The total volume of existing home sales increased 3.6 percent from November to December, reaching 5.54 million transactions, according to data from the National Association of Realtors (NAR). On a year-over-year basis, sales were up by 10.8 percent from five million in December 2018.
The median existing-home price for all housing types in December was $274,500, up 7.8 percent from $254,700 one year earlier. This marked the 94th straight month
of year-over-year gains. First-time buyers were responsible for 31 percent of sales in December, slightly below the 32 percent level in the previous month
and one year earlier.
Total housing inventory at the end of December totaled 1.40 million units, down by 14.6 percent from the previous month and down by 8.5 percent from one year ago. Unsold inventory sat at a three-month supply at the current sales pace, down from the 3.7-month figure recorded in both November 2019 and December 2018. Unsold inventory totals have been in decline for seven consecutive months from year-ago levels.
“Price appreciation has rapidly accelerated, and areas that are relatively unaffordable or declining in affordability are starting to experience slower job growth,” said Lawrence Yun, NAR’s chief economist. “The hope is for price appreciation to slow in line with wage growth, which is about three percent.”

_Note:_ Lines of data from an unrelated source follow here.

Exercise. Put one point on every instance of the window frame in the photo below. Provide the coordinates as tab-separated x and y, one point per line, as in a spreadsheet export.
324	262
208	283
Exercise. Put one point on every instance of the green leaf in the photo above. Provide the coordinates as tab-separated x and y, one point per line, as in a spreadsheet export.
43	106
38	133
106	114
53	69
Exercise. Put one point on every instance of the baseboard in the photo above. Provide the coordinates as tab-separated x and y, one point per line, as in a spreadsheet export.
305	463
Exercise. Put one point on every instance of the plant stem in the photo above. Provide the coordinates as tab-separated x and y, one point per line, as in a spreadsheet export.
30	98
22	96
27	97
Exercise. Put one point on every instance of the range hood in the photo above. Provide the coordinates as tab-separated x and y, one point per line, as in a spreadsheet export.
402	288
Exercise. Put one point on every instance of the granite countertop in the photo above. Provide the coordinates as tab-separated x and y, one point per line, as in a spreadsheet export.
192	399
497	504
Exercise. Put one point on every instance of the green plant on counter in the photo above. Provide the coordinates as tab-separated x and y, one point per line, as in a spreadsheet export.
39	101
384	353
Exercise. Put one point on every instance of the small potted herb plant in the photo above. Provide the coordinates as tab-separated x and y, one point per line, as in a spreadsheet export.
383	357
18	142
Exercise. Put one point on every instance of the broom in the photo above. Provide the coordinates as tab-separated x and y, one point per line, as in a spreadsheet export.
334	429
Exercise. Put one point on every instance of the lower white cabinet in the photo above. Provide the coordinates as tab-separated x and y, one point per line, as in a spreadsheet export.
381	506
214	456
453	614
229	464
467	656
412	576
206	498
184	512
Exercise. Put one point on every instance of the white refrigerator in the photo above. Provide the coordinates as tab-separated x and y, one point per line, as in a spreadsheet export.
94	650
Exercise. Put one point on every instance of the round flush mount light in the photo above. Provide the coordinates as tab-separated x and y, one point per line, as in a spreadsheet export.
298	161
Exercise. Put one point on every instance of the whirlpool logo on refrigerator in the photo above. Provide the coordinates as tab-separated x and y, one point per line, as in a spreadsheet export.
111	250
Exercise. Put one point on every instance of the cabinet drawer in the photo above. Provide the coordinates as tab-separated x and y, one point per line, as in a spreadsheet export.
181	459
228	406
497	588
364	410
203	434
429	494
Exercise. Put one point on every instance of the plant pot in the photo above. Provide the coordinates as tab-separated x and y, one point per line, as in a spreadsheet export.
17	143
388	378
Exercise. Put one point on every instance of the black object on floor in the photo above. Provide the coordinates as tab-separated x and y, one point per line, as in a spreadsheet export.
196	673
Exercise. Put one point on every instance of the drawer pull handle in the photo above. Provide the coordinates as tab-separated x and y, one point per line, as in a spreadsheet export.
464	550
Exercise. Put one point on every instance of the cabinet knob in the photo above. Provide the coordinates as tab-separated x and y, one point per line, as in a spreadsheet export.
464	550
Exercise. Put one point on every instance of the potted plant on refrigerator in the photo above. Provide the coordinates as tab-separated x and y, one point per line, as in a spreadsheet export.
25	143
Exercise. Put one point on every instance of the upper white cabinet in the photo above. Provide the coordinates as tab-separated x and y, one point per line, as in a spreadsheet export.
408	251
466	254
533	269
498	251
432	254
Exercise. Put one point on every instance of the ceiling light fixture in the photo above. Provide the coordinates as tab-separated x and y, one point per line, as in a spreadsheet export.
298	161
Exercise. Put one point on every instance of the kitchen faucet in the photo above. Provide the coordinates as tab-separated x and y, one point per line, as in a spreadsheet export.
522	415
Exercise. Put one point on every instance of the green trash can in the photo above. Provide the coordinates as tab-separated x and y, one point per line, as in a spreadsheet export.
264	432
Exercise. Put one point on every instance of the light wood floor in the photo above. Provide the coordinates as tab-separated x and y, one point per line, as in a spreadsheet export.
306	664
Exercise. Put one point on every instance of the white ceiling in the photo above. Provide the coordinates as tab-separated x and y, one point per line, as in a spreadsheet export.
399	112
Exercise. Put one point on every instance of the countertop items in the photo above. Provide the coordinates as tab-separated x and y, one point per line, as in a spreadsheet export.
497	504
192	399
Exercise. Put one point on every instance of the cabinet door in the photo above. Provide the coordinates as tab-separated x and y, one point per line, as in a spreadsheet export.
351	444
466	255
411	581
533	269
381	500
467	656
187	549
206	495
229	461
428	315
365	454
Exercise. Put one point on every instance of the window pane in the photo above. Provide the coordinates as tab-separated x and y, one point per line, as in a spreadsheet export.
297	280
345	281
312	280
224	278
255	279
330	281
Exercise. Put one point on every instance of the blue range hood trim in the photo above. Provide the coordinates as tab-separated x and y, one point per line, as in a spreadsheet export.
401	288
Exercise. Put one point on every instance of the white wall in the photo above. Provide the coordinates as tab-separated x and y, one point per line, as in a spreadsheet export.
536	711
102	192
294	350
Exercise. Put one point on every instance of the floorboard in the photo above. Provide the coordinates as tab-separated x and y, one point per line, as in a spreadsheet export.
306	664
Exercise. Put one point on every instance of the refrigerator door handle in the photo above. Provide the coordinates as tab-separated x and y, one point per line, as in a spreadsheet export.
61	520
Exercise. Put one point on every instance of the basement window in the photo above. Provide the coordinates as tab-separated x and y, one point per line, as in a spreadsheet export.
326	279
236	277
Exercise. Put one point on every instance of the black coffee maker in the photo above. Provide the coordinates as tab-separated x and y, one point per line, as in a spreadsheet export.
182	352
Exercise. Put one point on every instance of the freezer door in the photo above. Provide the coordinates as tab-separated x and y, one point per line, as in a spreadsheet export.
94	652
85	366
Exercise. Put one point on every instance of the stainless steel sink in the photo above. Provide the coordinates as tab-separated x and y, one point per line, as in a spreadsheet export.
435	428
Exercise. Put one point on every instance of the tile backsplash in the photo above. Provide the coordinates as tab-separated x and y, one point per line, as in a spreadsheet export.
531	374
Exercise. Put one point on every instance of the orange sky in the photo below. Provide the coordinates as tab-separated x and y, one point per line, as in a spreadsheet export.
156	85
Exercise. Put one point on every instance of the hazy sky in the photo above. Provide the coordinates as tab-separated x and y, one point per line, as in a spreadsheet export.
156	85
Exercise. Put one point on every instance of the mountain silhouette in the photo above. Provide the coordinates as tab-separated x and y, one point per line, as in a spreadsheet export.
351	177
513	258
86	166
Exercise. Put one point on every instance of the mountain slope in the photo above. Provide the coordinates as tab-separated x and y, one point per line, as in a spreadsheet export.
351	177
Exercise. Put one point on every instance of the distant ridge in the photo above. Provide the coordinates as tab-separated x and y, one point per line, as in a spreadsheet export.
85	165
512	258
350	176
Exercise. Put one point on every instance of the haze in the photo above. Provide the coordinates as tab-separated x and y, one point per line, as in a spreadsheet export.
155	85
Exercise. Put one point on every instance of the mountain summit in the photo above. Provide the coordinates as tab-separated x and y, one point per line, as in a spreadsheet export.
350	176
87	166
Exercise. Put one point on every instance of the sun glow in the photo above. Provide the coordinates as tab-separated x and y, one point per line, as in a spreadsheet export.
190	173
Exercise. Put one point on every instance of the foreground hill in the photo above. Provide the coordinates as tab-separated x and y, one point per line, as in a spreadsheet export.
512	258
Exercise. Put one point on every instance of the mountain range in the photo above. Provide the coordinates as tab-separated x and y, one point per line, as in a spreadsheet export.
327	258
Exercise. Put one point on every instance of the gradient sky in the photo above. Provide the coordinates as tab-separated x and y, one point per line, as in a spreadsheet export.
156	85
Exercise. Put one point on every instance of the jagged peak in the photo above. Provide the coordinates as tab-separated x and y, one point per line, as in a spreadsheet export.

Mortgage Bankers Association (MBA) SVP and Chief Economist Mike Fratantoni said: “Typically, the inventory of homes on the market drops at the end of the year. However, the supply of existing homes is now at a record low, and this will constrain the pace of sales this spring from being even stronger. However, the recent gains in new home construction is a positive, as the total inventory on the market will allow prospective buyers to find properties.”